Lawsuit Filed Today Is Fundamental Challenge To Election Laws

New and Existing Campaign Finance Laws Violate Freedom Of The Press

(Washington, D.C.) — A new lawsuit, charging that both the new Bipartisan Campaign Reform Act of 2002 (BCRA) and the Federal Election Campaign Act of 1971 (FECA) violate the First Amendment protection of Freedom of the Press, was filed in U.S. District Court in Washington, D.C. today. Other lawsuits filed after President Bush signed the BCRA in March have challenged the new law on grounds that it violates the First Amendment right to free speech, freedom of association, due process of law, equal protection, and principles of federalism. But today’s suit is the first to claim that BCRA violates Freedom of the Press, which the complaint says “belongs to the American people,” and not just to the institutional corporate press, such as The Washington Post or New York Times.

Eight plaintiffs filed a lawsuit today, including U.S. Representative Ron Paul (R-TX), Gun Owners of America, Inc., Gun Owners of America Political Victory Fund, RealCampaignReform.org, Citizens United, Citizens United Political Victory Fund, and two Libertarian Party candidates for public office in Massachusetts, Michael Cloud (running for U.S. Senate) and Carla Howell (running for Governor).

Representing the plaintiffs is William J. Olson and Herb Titus, of William J. Olson, PC. The U.S. Justice Foundation is supporting the lawsuit.

The lawsuit charges that Congress has conferred upon the Federal Election Commission licensing power over, and editorial control of, campaigns for election to federal office. Freedom of the Press forbids both. Freedom of the Press, the complaint claims, requires that the government place no prior restraints upon candidates and their supporters, who cannot constitutionally be required to register with the government before engaging in an election campaign, or be forced to disclose the names, addresses and occupations of their supporters. Nor, the complaint continues, can Congress constitutionally empower the Federal Election Commission to determine what may be communicated to the people in an election campaign, and by whom, forcing some, but not other, communications to meet stiff disclosure requirements and discriminatory economic burdens.

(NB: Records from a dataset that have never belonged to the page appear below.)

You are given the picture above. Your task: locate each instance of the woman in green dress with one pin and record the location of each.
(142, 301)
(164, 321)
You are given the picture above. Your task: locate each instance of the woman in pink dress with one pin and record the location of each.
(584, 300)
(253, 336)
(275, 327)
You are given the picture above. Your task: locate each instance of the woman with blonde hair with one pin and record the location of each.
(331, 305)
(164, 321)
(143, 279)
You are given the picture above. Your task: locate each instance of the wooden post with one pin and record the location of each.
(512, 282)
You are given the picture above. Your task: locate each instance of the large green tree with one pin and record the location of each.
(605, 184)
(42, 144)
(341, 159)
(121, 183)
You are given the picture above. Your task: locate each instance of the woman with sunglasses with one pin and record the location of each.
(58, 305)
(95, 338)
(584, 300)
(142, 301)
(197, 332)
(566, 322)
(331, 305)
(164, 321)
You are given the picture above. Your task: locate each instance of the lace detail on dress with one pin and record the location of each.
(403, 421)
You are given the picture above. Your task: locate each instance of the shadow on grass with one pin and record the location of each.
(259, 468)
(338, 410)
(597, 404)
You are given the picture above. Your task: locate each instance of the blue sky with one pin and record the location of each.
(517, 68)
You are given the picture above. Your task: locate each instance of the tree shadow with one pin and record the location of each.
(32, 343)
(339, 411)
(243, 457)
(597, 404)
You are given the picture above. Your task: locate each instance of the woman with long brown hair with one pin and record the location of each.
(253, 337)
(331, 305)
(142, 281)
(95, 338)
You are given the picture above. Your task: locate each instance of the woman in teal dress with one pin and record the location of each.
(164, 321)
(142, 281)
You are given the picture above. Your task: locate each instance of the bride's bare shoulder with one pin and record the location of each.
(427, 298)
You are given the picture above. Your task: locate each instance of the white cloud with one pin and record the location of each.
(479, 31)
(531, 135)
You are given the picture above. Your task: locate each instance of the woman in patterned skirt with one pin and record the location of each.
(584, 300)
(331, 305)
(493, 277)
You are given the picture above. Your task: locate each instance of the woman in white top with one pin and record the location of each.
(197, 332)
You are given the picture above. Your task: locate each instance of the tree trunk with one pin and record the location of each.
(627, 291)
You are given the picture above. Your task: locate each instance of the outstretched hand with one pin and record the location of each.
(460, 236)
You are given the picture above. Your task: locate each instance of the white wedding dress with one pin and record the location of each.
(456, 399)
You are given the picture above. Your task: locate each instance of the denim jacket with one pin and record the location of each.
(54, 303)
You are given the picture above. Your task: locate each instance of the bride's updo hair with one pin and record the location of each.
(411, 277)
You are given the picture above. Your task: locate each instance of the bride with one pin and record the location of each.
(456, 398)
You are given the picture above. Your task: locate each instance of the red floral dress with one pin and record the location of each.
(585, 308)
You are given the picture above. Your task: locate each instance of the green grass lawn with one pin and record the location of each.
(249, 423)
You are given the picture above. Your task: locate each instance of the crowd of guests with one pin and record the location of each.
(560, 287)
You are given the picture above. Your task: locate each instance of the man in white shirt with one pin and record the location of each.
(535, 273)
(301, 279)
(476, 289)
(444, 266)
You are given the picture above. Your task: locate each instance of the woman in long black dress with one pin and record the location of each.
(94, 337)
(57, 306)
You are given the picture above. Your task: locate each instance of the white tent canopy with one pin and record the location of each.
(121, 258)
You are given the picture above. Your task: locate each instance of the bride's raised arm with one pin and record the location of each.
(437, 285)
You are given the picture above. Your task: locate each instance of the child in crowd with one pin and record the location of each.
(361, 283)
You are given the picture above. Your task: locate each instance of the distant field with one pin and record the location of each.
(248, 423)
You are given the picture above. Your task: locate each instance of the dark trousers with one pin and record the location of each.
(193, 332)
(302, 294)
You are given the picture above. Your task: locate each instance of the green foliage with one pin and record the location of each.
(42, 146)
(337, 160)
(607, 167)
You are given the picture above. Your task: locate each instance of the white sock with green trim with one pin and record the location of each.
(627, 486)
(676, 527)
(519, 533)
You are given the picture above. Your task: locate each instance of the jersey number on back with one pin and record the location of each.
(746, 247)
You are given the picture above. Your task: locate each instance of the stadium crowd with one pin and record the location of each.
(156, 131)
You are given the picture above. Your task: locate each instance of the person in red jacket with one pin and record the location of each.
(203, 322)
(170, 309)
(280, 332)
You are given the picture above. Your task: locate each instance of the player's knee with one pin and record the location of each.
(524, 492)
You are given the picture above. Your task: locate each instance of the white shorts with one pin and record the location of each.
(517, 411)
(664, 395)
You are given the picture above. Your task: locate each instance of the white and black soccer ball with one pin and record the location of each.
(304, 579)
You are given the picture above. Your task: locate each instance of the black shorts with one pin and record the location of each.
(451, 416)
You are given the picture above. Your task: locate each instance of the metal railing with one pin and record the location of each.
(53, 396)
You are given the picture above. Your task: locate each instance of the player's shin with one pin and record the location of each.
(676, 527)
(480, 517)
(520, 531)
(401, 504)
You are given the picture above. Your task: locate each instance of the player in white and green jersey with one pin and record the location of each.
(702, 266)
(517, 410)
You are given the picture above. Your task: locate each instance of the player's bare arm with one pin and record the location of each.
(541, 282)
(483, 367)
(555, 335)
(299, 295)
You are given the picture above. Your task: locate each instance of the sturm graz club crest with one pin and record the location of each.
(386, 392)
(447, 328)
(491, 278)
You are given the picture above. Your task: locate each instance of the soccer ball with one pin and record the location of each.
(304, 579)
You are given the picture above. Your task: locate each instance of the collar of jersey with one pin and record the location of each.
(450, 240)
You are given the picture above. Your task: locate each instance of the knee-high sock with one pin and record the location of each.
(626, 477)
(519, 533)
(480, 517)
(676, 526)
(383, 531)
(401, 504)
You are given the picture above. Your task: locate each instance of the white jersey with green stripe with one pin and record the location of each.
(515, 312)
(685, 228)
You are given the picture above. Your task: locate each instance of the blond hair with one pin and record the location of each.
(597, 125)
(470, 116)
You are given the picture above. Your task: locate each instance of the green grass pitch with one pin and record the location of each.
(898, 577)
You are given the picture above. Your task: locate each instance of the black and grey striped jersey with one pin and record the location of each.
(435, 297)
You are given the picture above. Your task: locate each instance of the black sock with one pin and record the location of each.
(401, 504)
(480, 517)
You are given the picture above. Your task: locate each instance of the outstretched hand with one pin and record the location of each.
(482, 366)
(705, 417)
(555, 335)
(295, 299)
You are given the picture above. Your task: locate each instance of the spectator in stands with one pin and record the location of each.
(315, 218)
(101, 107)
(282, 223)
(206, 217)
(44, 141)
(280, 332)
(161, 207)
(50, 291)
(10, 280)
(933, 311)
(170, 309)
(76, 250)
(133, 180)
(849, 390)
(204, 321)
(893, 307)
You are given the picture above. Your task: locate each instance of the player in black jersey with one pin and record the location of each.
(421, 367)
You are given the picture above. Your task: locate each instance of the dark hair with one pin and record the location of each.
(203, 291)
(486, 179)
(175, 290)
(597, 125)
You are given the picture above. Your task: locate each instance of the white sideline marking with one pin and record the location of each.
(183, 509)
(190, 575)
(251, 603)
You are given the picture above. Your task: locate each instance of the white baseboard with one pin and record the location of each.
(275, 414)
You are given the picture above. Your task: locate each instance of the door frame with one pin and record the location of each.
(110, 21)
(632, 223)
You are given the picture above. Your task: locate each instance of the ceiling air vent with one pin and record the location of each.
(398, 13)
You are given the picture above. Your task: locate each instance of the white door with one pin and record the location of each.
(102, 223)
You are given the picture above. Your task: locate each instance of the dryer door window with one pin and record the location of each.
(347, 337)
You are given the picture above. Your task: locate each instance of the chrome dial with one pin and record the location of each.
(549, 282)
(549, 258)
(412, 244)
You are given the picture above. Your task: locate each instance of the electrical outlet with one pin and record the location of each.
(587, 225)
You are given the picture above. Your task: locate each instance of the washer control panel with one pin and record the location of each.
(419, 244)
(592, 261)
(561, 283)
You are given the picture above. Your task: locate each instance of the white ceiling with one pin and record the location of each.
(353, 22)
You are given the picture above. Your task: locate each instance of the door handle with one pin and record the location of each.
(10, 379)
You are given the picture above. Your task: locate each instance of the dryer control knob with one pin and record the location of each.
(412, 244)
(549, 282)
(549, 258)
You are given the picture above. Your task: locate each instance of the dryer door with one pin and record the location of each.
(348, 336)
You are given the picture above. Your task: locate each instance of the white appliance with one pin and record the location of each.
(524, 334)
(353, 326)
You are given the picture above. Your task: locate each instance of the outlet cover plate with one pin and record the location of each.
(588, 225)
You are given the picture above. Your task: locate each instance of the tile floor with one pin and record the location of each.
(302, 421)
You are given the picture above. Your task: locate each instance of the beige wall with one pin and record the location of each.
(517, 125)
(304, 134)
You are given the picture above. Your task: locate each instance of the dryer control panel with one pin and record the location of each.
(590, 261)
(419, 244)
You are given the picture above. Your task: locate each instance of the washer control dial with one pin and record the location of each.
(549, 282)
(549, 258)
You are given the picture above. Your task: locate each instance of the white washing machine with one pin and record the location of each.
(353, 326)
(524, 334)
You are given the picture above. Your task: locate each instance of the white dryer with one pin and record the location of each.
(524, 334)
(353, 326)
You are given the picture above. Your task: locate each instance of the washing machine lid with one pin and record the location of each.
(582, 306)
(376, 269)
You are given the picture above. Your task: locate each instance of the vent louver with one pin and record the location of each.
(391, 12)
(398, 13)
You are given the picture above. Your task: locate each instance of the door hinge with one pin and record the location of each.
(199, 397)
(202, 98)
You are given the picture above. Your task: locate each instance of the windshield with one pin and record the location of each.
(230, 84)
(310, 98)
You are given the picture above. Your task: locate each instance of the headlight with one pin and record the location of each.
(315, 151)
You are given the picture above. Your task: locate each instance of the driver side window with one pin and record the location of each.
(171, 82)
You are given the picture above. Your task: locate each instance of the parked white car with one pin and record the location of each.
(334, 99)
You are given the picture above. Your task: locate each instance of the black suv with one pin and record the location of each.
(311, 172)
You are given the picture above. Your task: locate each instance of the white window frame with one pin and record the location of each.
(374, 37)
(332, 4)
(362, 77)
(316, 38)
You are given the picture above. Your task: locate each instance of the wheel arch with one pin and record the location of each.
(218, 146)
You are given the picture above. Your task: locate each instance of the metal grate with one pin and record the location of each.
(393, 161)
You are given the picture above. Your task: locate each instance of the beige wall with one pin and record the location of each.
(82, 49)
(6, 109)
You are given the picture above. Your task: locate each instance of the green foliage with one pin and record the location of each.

The lawsuit specifically points out that “The FECA/BCRA abridges the freedom of the press by exercising licensing and editorial control of any person who produces and airs any ‘electioneering communication,'” during the critical final days of a campaign, but does so in a way that provides “a special privilege exempting” the institutional corporate press and “sponsors of debates and forums approved by the FEC.” In short, Congress has discriminated against political parties, political committees, and individuals denying to them the same Freedom of the Press enjoyed by radio and television and, especially, the print media.

Jim Babka of RealCampaignReform.org, the organizing plaintiff in the lawsuit declared, “This lawsuit has two very important goals. First, attack vigorously a law that empowers the government to shield elected officials from ‘robust and open’ debate — guaranteed by the Freedom of the Press. Second, to vindicate the principle that Freedom of the Press is a right enjoyed by all Americans, not just a handful of establishment ‘news media’ corporations.”

The lawsuit is the sixth to challenge the constitutionality of the recently enacted campaign reform law, and the special 3-judge court is considering whether the cases will be consolidated. A court status and scheduling conference will be held later today in U.S. District Court for the District of Columbia, at which procedural matters in certain of the previously filed cases will be considered.